Some Notes About the palloc API Versus Standard C Library

The behavior of palloc and friends is similar to the standard C library’s malloc and friends, but there are some deliberate differences too. Here are some notes to clarify the behavior.

  • If out of memory, palloc and repalloc exit via elog(ERROR). They never return NULL, and it is not necessary or useful to test for such a result.

  • palloc(0) is explicitly a valid operation. It does not return a NULL pointer, but a valid chunk of which no bytes may be used. However, the chunk might later be repalloc’d larger; it can also be pfree’d without error. Similarly, repalloc allows realloc’ing to zero size.

  • pfree and repalloc do not accept a NULL pointer. This is intentional.

pfree/repalloc No Longer Depend On CurrentMemoryContext

Since Postgres 7.1, pfree() and repalloc() can be applied to any chunk whether it belongs to CurrentMemoryContext or not — the chunk’s owning context will be invoked to handle the operation, regardless. This is a change from the old requirement that CurrentMemoryContext must be set to the same context the memory was allocated from before one can use pfree() or repalloc().

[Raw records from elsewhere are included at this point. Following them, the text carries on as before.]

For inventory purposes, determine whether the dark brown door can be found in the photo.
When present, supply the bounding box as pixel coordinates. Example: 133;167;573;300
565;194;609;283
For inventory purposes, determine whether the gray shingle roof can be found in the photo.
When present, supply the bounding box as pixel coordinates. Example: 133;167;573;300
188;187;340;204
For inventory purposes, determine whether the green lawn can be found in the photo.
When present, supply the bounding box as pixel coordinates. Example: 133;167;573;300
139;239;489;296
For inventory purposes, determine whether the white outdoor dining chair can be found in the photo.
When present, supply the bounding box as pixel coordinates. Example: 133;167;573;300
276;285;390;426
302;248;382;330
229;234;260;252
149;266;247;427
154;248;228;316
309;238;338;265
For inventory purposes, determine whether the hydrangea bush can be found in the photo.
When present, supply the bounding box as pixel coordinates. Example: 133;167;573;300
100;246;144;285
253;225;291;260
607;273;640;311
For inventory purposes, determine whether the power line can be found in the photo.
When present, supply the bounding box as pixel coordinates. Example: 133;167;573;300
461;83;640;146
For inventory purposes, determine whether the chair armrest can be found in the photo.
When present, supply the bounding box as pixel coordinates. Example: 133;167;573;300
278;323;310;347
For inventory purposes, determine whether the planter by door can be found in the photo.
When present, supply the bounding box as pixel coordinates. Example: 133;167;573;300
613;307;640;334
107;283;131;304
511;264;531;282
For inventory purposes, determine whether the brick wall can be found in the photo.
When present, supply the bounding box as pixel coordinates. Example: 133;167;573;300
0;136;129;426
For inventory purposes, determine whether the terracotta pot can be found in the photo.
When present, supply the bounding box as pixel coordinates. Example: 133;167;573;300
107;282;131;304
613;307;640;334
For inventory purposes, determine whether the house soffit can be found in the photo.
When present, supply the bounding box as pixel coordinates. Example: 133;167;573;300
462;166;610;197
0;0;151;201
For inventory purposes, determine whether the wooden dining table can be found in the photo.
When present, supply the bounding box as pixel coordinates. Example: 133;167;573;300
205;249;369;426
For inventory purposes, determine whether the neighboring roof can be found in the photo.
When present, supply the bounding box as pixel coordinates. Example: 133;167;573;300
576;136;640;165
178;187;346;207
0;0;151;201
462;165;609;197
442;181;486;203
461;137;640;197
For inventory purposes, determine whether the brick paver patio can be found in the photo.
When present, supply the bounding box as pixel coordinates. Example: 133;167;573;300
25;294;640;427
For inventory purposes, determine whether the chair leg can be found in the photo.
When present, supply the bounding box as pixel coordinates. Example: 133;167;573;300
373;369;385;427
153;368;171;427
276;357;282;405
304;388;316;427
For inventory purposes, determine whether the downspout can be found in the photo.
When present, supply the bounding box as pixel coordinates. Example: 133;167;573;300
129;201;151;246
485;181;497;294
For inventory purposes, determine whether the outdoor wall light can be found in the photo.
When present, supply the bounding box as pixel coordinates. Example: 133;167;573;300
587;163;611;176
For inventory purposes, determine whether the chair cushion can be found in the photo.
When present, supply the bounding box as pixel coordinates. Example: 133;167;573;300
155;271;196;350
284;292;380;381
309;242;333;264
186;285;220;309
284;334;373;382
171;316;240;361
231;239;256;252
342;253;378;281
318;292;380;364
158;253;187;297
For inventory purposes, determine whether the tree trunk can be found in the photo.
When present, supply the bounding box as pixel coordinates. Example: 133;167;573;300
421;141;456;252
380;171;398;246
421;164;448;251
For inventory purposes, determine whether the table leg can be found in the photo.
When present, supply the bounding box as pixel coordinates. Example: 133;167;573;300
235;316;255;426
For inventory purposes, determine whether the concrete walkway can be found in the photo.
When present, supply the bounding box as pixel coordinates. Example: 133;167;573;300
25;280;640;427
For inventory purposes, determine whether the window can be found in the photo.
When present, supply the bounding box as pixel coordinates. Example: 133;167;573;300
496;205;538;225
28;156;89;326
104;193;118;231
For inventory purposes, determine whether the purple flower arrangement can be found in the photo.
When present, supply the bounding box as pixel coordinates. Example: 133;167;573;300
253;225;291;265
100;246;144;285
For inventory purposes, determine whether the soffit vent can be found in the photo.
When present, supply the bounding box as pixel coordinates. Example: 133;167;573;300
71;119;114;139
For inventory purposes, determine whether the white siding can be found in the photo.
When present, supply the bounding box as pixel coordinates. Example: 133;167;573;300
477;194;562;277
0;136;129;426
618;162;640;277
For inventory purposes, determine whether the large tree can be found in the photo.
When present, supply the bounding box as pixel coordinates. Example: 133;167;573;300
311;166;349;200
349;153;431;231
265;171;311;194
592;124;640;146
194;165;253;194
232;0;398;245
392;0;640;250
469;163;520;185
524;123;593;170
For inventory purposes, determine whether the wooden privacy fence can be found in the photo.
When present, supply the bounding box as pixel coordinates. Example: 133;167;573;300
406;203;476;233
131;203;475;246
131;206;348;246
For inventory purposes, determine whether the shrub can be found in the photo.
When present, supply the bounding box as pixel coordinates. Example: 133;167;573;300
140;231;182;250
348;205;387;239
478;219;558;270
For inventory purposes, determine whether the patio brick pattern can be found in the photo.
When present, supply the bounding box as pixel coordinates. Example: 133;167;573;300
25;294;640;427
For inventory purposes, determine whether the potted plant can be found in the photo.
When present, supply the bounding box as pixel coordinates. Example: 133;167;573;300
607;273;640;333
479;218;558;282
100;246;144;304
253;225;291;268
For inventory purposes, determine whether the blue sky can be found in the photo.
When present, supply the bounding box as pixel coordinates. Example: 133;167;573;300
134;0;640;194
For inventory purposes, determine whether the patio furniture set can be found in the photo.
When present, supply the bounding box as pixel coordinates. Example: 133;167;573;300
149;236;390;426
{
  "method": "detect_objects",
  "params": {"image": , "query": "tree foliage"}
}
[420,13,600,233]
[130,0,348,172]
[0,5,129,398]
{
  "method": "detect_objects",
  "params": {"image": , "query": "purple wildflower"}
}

There was some consideration of getting rid of CurrentMemoryContext entirely, instead requiring the target memory context for allocation to be specified explicitly. But we decided that would be too much notational overhead — we’d have to pass an appropriate memory context to called routines in many places. For example, the copyObject routines would need to be passed a context, as would function execution routines that return a pass-by-reference datatype. And what of routines that temporarily allocate space internally, but don’t return it to their caller? We certainly don’t want to clutter every call in the system with “here is a context to use for any temporary memory allocation you might want to do”. So there’d still need to be a global variable specifying a suitable temporary-allocation context. That might as well be CurrentMemoryContext.

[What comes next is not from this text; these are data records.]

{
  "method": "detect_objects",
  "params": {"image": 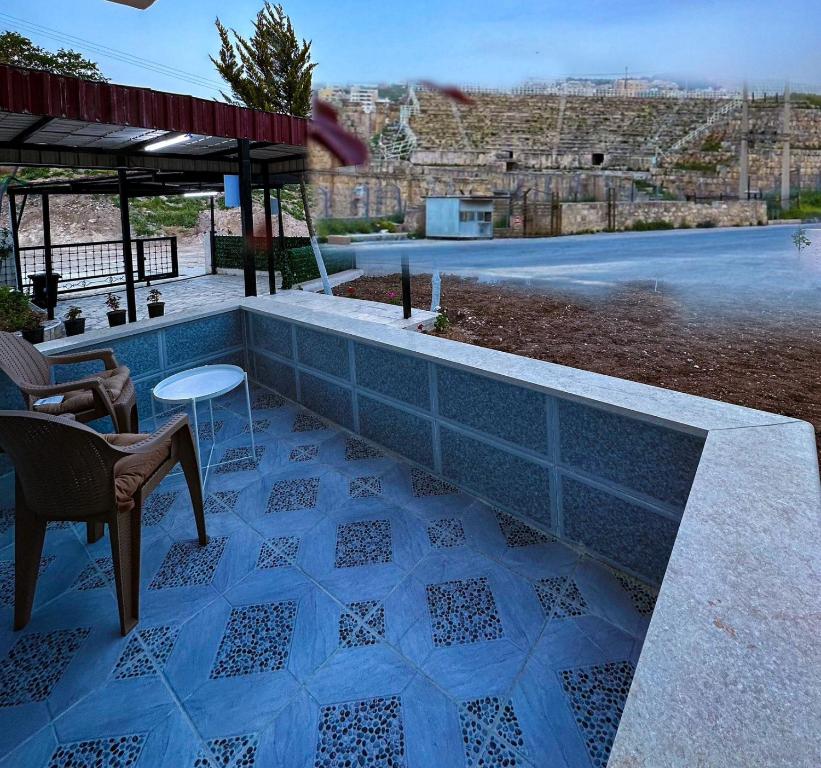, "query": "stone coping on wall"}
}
[33,297,821,768]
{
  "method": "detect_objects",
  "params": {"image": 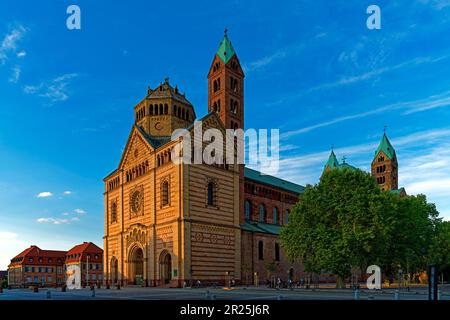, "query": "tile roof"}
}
[146,78,195,105]
[67,242,103,255]
[244,167,305,193]
[135,124,171,149]
[241,221,281,235]
[375,133,395,160]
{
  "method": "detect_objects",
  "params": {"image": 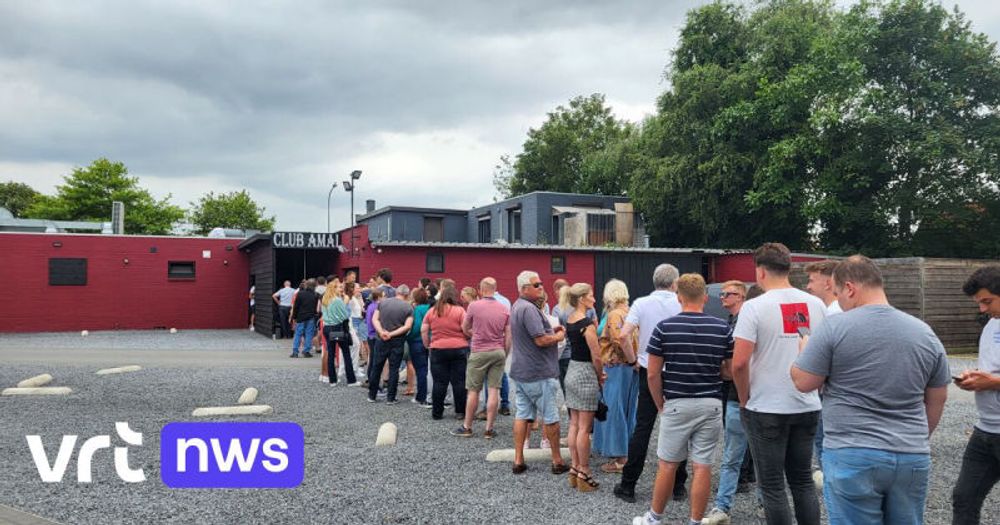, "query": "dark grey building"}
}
[358,191,647,247]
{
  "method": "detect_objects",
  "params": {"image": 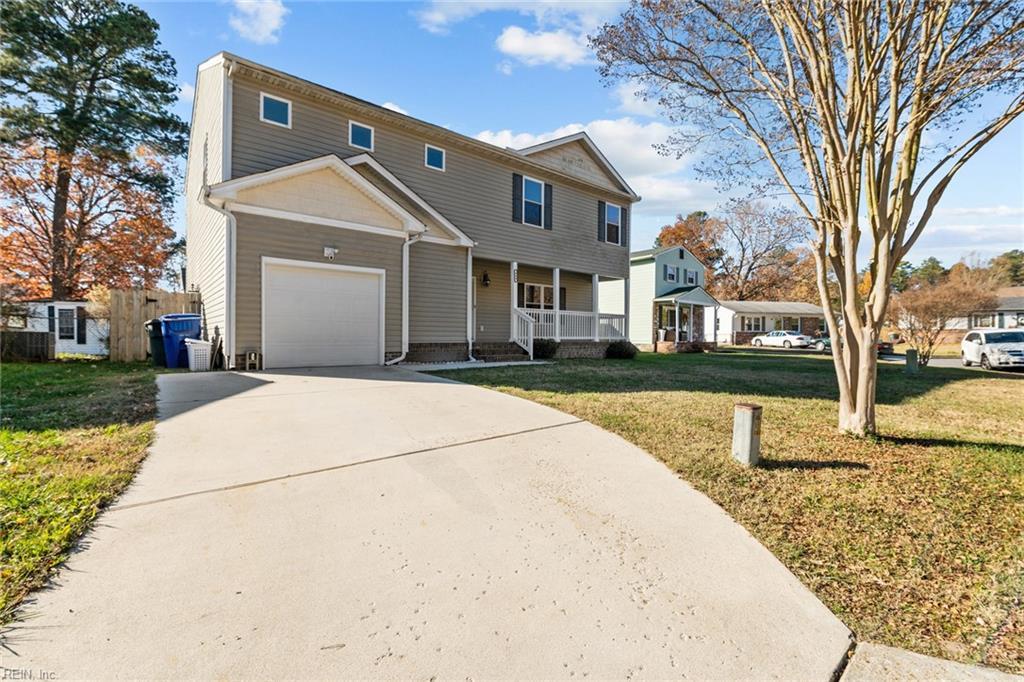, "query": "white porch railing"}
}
[516,308,626,345]
[512,308,535,359]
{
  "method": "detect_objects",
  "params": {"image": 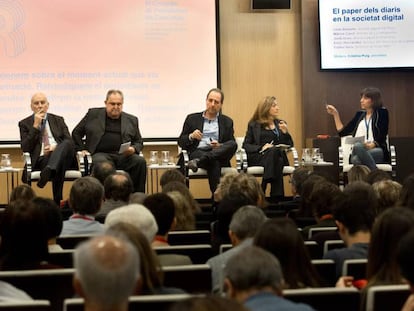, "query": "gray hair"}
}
[105,204,158,243]
[73,236,140,310]
[224,246,283,292]
[229,205,267,240]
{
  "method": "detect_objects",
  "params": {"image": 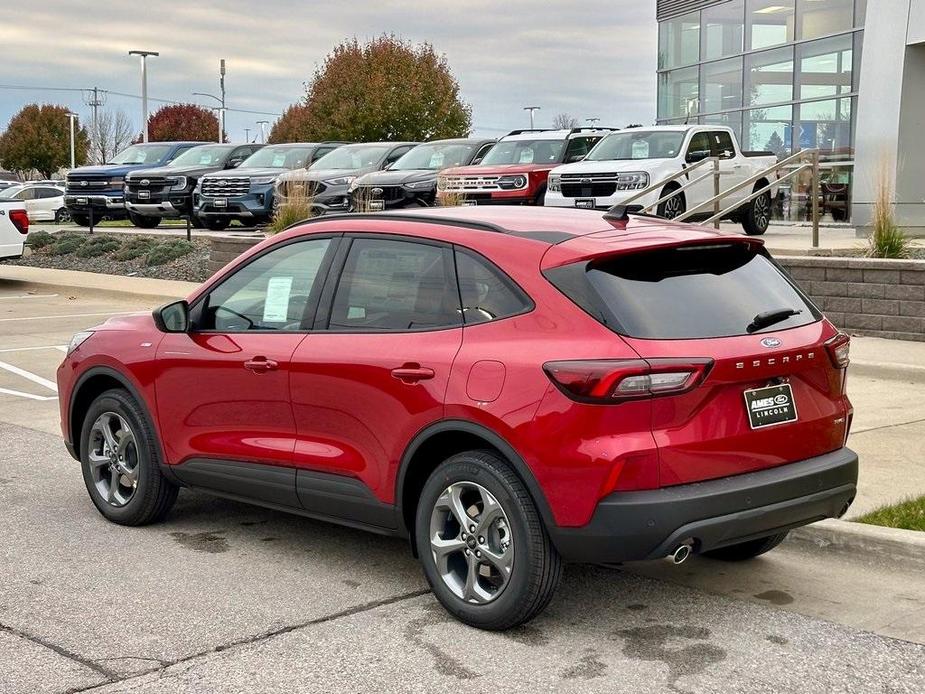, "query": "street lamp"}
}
[67,111,77,169]
[524,106,541,130]
[128,51,160,142]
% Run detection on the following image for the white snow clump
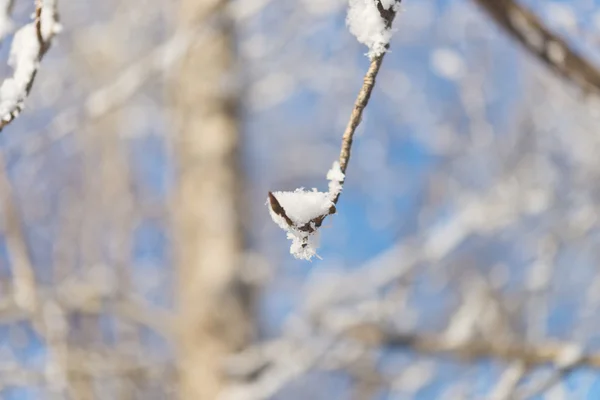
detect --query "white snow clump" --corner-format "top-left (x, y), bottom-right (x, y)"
top-left (346, 0), bottom-right (400, 58)
top-left (267, 161), bottom-right (344, 261)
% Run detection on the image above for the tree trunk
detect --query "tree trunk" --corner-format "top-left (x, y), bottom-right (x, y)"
top-left (172, 0), bottom-right (250, 400)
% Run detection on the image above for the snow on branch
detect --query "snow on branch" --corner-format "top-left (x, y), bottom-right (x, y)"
top-left (0, 0), bottom-right (14, 45)
top-left (346, 0), bottom-right (400, 58)
top-left (0, 0), bottom-right (61, 130)
top-left (267, 0), bottom-right (401, 260)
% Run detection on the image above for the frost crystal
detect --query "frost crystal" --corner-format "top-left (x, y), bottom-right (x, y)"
top-left (346, 0), bottom-right (400, 58)
top-left (327, 161), bottom-right (346, 200)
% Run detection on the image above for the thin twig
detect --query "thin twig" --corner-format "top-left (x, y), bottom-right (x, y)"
top-left (0, 0), bottom-right (59, 131)
top-left (333, 0), bottom-right (401, 204)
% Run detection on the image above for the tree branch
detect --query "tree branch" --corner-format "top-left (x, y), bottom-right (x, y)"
top-left (0, 0), bottom-right (60, 131)
top-left (474, 0), bottom-right (600, 92)
top-left (348, 324), bottom-right (588, 370)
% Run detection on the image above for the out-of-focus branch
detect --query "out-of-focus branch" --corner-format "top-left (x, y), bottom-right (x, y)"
top-left (0, 0), bottom-right (60, 130)
top-left (10, 26), bottom-right (207, 155)
top-left (171, 0), bottom-right (252, 400)
top-left (474, 0), bottom-right (600, 92)
top-left (0, 152), bottom-right (37, 313)
top-left (349, 325), bottom-right (588, 369)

The upshot of that reasoning, though, is that CurrentMemoryContext should generally point at a short-lifespan context if at all possible. During query execution it usually points to a context that gets reset after each tuple. Only in very circumscribed code should it ever point at a context having greater than transaction lifespan, since doing so risks permanent memory leaks.

Additions to the Memory-Context Mechanism

Before 7.1 memory contexts were all independent, but it was too hard to keep track of them; with lots of contexts there needs to be explicit mechanism for that.

We solved this by creating a tree of “parent” and “child” contexts. When creating a memory context, the new context can be specified to be a child of some existing context. A context can have many children, but only one parent. In this way the contexts form a forest (not necessarily a single tree, since there could be more than one top-level context; although in current practice there is only one top context, TopMemoryContext).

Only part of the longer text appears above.